Valor Econômico, v. 20, n. 4970, 28/03/2020. Finanças, p. C5

Há dúvidas sobre como será feito aporte do Tesouro

Fabio Graner 


O governo inovou ao permitir o financiamento da folha de pagamentos de empresas pequenas, mas ainda está trabalhando na formatação prática dessa medida. Uma das questões a se resolver é como será feito o aporte do Tesouro Nacional. De acordo com uma fonte, algumas possibilidades estão na mesa.  Uma delas, explica, é a emissão de dívida para o fundo que será gerido pelo BNDES ou repasse de dinheiro da conta única, que se assemelhariam às operações de crédito feitas nos governos do PT. Nesse caso, haveria imediato aumento da dívida bruta.

O outro caminho possível é o BNDES aportar recursos nesse fundo diretamente, com o dinheiro que teria que devolver ao Tesouro. O movimento de devolução dos empréstimos foi suspenso pelo banco a partir da crise do coronavírus, para que a instituição se mantenha capitalizada para as ações anticíclicas.

Esse desenho evitaria uma alta imediata, considerando o total de R$ 37 bilhões prometido para os próximos dois meses, de cerca de 0,5 ponto na dívida bruta, ainda que futuramente isso signifique que a dívida bruta também não cairá na mesma magnitude que seria, caso a devolução fosse processada normalmente. Embora seja uma questão contábil, o governo mantém uma preocupação fiscal de longo prazo que esse tipo de decisão pode ter. E o modelo escolhido mais para frente pode afetar a percepção sobre as contas.

Outro ponto a se resolver é como se lidará com as inevitáveis inadimplências das operações. Já se sabe que nesse caso elas terão que ser contabilizadas como despesa. Mas elas podem ser consolidadas nas contas públicas ao longo do tempo, conforme forem se materializando. Ou o governo pode de imediato definir uma estimativa de recursos que perderá nas operações e já lançar na dívida como despesa. A desvantagem nesse segundo caminho é explicitar mais rapidamente o efeito fiscal negativo.

Chamou a atenção o fato de que nenhuma autoridade fiscal - nem o secretário especial de Fazenda, Waldery Rodrigues, ou o secretário do Tesouro, Mansueto Almeida, sem falar no ministro Paulo Guedes, que reapareceu na sexta com um discurso sobre o enfrentamento da crise - tenha participado do anúncio. Iniciado pelo presidente Jair Bolsonaro, o anúncio teve protagonismo do presidente do BC, Roberto Campos Neto.

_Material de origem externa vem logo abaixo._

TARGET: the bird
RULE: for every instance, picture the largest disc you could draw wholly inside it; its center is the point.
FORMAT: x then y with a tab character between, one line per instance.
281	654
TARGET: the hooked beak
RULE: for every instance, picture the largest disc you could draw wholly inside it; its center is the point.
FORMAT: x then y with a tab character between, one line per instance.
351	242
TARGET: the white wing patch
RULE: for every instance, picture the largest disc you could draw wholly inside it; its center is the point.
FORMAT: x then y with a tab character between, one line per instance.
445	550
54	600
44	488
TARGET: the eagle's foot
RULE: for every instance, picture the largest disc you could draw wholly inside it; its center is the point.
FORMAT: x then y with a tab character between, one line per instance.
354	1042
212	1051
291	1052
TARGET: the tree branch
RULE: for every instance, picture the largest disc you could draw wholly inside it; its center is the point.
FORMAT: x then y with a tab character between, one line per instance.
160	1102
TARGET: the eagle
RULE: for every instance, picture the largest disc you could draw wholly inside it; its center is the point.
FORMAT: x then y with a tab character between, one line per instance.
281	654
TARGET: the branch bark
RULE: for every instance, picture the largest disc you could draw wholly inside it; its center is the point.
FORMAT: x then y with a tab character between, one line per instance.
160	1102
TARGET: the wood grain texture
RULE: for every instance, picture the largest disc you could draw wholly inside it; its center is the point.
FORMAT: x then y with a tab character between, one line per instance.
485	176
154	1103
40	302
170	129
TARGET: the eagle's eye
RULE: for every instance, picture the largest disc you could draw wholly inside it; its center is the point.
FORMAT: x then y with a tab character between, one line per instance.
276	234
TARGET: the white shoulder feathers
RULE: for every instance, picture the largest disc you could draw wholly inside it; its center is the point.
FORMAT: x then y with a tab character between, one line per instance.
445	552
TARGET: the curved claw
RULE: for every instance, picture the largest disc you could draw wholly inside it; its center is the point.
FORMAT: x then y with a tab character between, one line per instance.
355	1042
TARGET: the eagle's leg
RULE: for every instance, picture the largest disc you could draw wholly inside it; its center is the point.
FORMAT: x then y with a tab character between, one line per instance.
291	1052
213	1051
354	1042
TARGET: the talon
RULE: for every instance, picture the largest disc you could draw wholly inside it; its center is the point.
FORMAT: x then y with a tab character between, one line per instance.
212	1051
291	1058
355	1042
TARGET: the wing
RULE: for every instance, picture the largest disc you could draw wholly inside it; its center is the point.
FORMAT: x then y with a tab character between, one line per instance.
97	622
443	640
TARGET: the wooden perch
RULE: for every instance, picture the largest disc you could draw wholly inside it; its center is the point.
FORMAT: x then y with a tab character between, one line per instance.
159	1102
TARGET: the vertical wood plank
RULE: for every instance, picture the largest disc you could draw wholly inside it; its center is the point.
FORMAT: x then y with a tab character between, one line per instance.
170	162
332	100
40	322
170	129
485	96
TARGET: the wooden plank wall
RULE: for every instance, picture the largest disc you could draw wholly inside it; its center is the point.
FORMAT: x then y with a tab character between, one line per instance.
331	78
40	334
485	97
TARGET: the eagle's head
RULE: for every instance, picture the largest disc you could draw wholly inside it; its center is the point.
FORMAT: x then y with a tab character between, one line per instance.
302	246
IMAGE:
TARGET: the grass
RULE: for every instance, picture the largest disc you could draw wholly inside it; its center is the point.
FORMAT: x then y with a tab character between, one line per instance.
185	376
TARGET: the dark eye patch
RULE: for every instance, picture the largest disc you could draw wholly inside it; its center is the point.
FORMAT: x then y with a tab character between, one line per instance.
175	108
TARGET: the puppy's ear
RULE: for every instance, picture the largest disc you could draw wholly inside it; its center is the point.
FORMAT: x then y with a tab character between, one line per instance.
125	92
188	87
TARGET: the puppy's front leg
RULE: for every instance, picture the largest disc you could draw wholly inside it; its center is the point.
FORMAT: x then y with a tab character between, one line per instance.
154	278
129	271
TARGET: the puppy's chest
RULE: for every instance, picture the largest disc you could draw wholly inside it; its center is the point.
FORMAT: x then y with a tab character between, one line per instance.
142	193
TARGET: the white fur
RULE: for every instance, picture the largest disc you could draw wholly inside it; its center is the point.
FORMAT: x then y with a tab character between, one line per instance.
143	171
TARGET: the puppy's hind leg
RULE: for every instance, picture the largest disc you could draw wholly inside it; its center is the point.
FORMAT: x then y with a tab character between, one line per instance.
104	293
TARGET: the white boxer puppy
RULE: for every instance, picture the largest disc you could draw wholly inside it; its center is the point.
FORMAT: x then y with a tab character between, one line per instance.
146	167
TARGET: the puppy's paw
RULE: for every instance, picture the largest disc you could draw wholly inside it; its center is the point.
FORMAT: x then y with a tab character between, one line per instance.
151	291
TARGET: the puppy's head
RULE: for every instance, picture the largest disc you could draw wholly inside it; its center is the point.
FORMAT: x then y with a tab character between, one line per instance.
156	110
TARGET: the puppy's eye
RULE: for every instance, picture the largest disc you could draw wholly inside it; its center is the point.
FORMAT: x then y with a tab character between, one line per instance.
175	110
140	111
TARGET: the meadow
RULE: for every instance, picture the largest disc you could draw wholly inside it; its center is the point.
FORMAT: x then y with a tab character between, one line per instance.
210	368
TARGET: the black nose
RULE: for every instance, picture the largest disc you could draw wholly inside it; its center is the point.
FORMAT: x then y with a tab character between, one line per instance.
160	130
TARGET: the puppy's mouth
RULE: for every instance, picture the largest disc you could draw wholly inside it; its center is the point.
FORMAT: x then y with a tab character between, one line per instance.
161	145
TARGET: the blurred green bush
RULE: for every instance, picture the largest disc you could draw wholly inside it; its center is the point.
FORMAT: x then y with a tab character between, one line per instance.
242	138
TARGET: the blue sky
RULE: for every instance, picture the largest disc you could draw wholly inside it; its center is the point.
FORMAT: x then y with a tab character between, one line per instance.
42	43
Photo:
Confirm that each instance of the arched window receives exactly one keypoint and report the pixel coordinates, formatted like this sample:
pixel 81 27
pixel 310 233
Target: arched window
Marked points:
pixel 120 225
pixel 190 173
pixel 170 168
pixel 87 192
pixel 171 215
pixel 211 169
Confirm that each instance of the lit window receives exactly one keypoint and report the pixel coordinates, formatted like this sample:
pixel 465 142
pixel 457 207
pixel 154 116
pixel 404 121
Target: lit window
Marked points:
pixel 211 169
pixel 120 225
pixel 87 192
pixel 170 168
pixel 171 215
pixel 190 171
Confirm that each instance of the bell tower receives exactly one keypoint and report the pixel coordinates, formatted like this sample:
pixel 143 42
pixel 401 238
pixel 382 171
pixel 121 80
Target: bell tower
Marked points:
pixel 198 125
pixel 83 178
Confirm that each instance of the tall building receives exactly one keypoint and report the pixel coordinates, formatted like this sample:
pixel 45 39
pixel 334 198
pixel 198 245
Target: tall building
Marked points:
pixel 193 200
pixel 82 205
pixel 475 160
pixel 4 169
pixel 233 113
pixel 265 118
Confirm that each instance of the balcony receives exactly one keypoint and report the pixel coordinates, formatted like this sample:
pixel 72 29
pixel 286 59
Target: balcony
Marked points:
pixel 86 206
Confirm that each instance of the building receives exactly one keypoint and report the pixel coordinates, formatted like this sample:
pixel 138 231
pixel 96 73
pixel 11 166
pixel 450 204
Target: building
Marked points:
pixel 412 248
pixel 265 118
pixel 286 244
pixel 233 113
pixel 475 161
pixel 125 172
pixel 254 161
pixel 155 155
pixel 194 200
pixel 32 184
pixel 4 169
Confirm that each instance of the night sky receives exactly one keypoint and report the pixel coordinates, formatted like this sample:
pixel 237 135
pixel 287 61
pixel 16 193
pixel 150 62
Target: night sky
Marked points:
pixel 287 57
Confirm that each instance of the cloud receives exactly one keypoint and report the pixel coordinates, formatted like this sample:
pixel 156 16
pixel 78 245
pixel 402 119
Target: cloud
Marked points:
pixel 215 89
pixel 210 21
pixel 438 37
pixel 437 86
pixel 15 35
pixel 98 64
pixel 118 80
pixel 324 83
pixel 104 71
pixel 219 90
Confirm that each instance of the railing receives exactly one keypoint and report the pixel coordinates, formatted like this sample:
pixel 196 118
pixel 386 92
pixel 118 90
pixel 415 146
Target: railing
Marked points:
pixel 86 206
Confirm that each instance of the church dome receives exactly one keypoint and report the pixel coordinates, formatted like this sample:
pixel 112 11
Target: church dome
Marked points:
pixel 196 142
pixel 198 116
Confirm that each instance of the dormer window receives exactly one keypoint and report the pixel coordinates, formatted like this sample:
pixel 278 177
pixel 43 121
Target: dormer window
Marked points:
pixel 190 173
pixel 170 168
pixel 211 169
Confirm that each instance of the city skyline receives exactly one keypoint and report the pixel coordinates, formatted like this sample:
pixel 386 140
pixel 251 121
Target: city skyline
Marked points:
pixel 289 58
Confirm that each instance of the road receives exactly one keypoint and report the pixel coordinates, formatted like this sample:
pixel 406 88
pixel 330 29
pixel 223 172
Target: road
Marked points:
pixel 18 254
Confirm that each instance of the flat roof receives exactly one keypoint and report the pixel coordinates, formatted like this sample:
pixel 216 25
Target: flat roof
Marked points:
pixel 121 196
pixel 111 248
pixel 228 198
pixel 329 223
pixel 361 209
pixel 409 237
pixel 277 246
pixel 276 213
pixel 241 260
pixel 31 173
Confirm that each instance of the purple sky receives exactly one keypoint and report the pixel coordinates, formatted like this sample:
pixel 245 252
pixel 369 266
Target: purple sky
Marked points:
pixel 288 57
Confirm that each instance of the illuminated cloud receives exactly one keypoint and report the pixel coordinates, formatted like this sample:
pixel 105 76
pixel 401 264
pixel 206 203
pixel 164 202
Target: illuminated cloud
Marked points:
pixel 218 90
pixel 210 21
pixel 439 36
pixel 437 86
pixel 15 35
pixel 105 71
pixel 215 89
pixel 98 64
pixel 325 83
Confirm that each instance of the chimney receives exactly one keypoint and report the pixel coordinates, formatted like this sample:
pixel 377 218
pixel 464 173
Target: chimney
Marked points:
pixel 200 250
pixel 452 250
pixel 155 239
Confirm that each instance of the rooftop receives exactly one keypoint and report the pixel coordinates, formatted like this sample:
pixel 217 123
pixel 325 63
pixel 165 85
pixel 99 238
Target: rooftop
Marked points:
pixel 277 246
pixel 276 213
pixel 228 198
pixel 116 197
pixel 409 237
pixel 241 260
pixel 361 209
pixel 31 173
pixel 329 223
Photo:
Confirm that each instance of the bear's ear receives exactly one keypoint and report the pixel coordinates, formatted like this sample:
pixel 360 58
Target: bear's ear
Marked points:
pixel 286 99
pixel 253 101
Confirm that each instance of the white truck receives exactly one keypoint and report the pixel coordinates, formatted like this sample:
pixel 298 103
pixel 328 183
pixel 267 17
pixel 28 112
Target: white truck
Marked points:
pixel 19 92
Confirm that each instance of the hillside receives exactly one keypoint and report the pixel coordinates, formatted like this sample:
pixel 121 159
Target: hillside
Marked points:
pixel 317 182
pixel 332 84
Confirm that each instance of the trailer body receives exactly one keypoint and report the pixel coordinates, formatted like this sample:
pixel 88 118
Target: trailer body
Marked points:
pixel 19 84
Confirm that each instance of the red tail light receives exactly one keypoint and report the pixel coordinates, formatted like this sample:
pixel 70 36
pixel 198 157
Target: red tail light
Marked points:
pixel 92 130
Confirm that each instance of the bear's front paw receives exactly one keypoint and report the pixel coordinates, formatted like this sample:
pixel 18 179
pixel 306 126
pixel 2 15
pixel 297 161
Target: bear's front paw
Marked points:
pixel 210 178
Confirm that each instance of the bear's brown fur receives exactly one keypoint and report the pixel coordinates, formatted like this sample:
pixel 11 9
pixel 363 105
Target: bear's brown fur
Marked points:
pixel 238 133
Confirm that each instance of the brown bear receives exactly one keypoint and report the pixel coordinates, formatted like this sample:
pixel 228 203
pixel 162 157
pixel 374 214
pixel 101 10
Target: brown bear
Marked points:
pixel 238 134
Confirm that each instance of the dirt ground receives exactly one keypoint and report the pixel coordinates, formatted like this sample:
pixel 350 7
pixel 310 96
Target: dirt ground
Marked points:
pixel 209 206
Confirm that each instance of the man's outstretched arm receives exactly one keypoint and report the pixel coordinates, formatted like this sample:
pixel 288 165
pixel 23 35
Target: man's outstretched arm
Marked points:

Seja qual for o caminho, o aporte nesse fundo exigirá a edição de mais um pedido de crédito extraordinário pela União, que permite uma despesa que não consta do Orçamento. Ou seja, o Congresso terá que aprovar a iniciativa.

Os parlamentares também em breve terão que se debruçar na proposta que permite ao BC comprar créditos diretamente das empresas e não só por meio de bancos. A medida aproximaria a autoridade monetária dos seus pares dos países desenvolvidos, dando maior poder de fogo para o enfrentamento da crise. Na prática seria socializar perdas, mas, nesse caso, dada a calamidade que está se desenhando, faz todo sentido.